對抗生成網路概述

林嶔 (Lin, Chin)

Lesson 15

原理簡介(1)

F15_1

– 從數學上來說,就是形成一個預測函數,而該函數的目標是做隨機亂數與新的物件的映射:

F15_2

原理簡介(2)

F15_3

– 但其實這兩個網路是不可能合在一起one-stage訓練的,你看得出為什麼嗎?

實現一個手寫數字產生器(1)

library(mxnet)

my_iterator_func <- setRefClass("Custom_Iter",
                                fields = c("iter", "data.csv", "data.shape", "batch.size"),
                                contains = "Rcpp_MXArrayDataIter",
                                methods = list(
                                  initialize = function(iter, data.csv, data.shape, batch.size){
                                    csv_iter <- mx.io.CSVIter(data.csv = data.csv, data.shape = data.shape, batch.size = batch.size)
                                    .self$iter <- csv_iter
                                    .self
                                  },
                                  value = function(){
                                    val <- as.array(.self$iter$value()$data)
                                    val.x <- val[-1,]
                                    batch_size <- ncol(val.x)
                                    val.x <- val.x / 255 # Important        
                                    dim(val.x) <- c(28, 28, 1, batch_size)
                                    rand <- rnorm(batch_size * 10, mean = 0, sd = 1)
                                    rand <- array(rand, dim = c(1, 1, 10, batch_size))
                                    rand <- mx.nd.array(rand)
                                    val.x <- mx.nd.array(val.x)
                                    val.y.0 <- array(rep(0, batch_size), dim = c(1, 1, 1, batch_size))
                                    val.y.0 <- mx.nd.array(val.y.0)
                                    val.y.1 <- array(rep(1, batch_size), dim = c(1, 1, 1, batch_size))
                                    val.y.1 <- mx.nd.array(val.y.1)
                                    list(noise = rand, img = val.x, label.0 = val.y.0, label.1 = val.y.1)
                                  },
                                  iter.next = function(){
                                    .self$iter$iter.next()
                                  },
                                  reset = function(){
                                    .self$iter$reset()
                                  },
                                  finalize=function(){
                                  }
                                )
)

my_iter <- my_iterator_func(iter = NULL,  data.csv = 'data/train_data.csv', data.shape = 785, batch.size = 32)

實現一個手寫數字產生器(2)

– 首先定義Generator:

gen_data <- mx.symbol.Variable('data')

gen_deconv1 <- mx.symbol.Deconvolution(data = gen_data, kernel = c(4, 4), stride = c(2, 2), num_filter = 256, name = 'gen_deconv1')
gen_bn1 <- mx.symbol.BatchNorm(data = gen_deconv1, fix_gamma = TRUE, name = 'gen_bn1')
gen_relu1 <- mx.symbol.Activation(data = gen_bn1, act_type = "relu", name = 'gen_relu1')

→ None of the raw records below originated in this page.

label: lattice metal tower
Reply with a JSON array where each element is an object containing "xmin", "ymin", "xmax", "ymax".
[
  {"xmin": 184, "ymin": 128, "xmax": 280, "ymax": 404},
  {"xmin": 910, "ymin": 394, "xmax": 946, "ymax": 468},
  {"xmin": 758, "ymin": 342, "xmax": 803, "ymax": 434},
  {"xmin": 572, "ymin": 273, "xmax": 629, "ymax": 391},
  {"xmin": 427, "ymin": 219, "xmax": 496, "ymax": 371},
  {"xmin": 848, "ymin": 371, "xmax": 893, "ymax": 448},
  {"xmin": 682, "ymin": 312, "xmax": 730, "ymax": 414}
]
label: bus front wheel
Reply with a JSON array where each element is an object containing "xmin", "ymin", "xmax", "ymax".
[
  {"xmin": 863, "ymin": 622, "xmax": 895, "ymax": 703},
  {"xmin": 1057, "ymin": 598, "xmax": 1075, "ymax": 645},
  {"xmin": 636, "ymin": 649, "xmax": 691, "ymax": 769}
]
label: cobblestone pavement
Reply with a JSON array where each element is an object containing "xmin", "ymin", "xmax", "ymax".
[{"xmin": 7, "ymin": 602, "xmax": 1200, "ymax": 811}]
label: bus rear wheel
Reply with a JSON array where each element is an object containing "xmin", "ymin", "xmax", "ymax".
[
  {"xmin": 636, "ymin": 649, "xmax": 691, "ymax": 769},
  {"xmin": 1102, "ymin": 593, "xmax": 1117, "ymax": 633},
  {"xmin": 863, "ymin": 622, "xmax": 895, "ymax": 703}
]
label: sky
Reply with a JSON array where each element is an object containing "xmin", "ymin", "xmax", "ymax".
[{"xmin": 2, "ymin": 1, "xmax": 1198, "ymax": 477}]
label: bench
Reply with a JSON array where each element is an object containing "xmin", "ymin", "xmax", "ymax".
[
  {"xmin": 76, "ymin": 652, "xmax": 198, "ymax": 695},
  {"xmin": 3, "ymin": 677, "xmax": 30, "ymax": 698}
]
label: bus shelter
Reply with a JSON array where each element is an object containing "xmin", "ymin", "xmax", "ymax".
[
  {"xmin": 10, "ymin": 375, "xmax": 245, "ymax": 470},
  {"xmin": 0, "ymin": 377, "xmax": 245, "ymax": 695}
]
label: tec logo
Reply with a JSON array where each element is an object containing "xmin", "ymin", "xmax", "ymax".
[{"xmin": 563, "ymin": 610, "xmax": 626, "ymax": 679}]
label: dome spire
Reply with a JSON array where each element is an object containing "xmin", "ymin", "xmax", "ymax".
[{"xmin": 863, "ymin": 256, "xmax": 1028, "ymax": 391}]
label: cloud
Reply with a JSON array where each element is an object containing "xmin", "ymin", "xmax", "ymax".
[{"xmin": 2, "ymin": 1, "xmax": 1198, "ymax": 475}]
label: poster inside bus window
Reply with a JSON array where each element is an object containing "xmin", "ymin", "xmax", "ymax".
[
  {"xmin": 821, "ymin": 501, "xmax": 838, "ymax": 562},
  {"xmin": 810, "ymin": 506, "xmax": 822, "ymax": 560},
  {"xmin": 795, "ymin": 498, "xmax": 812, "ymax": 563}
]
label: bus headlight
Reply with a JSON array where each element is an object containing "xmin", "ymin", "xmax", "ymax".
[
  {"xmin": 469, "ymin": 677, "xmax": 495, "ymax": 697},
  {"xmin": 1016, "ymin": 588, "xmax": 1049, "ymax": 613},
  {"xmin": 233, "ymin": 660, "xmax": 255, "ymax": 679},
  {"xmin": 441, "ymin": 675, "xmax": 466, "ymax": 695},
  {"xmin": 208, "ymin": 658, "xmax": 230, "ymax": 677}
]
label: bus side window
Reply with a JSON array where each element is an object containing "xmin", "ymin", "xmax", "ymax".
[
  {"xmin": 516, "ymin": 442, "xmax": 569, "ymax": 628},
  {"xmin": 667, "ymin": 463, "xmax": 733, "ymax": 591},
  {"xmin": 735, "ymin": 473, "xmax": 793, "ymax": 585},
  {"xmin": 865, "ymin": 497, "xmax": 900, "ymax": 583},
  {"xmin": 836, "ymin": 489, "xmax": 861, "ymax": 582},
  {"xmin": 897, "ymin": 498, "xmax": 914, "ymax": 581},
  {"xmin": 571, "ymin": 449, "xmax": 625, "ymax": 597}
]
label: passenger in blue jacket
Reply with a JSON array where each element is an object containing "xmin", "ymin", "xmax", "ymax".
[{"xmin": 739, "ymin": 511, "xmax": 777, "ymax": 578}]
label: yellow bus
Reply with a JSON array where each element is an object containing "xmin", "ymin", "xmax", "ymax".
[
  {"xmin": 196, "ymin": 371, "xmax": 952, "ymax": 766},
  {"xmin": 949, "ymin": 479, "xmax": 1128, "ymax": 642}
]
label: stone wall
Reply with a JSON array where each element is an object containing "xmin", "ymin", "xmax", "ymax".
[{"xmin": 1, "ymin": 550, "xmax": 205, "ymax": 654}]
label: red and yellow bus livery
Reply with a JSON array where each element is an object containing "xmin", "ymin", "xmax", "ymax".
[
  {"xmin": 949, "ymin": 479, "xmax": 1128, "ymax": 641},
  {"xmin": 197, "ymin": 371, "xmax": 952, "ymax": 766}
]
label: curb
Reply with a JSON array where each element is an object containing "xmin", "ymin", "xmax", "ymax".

gen_deconv2 <- mx.symbol.Deconvolution(data = gen_relu1, kernel = c(3, 3), stride = c(2, 2), pad = c(1, 1), num_filter = 128, name = 'gen_deconv2')
gen_bn2 <- mx.symbol.BatchNorm(data = gen_deconv2, fix_gamma = TRUE, name = 'gen_bn2')
gen_relu2 <- mx.symbol.Activation(data = gen_bn2, act_type = "relu", name = 'gen_relu2')

gen_deconv3 <- mx.symbol.Deconvolution(data = gen_relu2, kernel = c(4, 4), stride = c(2, 2), pad = c(1, 1), num_filter = 64, name = 'gen_deconv3')
gen_bn3 <- mx.symbol.BatchNorm(data = gen_deconv3, fix_gamma = TRUE, name = 'gen_bn3')
gen_relu3 <- mx.symbol.Activation(data = gen_bn3, act_type = "relu", name = 'gen_relu3')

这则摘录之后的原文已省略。